「インタビュー」① キム・ジュンス、挑戦を歓声に変えた17年目の進化…自分だけの“ビートルジュース”完成

さらに、「不安の声があるほど、むしろ突破したくなる性格です」と笑顔を見せる。「『ドラキュラ』も、本来は40代以上の重厚な俳優が似合う役と言われましたが、自分なりの解釈で演じ切りました。『エリザベート』のトート役では、世界で初めて踊るトートを演じましたが、今では踊るトートが一つのスタンダードになっています。自分なりに枠を広げてきたという自負があります」と自信をにじませた。

「ビートルジュース」でも、その姿勢は変わらない。

「よりコミカルで愛らしいイメージを築くことで、年齢にとらわれず、若い俳優や同世代の俳優たちも挑戦できる役へと広げられたのではないかと思います」と語り、自身の挑戦が次世代への可能性につながることにも言及した。

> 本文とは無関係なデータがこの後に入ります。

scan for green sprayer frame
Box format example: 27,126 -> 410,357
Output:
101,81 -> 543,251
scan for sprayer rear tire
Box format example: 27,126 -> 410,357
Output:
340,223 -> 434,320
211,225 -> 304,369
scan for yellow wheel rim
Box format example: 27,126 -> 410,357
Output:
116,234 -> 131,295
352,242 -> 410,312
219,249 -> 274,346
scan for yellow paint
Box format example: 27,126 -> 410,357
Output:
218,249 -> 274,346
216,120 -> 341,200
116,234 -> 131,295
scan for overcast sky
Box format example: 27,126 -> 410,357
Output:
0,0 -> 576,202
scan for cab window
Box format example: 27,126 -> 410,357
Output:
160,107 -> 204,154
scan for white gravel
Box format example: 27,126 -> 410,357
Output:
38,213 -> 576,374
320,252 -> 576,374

また、複数回観劇するファンや遠方から足を運ぶ観客のため、毎公演異なるアドリブを披露しているという。


「ファンサービスの一環として、毎回ネタを変えています。きのうときょうが違ったのに、あす同じことをしたら残念に思う方もいるでしょうし、何度も観に来てくださる方もいます。たとえ1シーンでも違うものをお見せしたい。その小さな積み重ねが、舞台の楽しさにつながればうれしいです」と、観客への感謝と誠意をにじませた。

挑戦を恐れず、自ら道を切り開いてきたキム・ジュンス。
「ビートルジュース」は、彼のキャリアにおける新たな“突破”の象徴となった。

ミュージカル「ビートルジュース」は、LGアートセンター・ソウル LG SIGNATUREホールで3月22日まで上演される。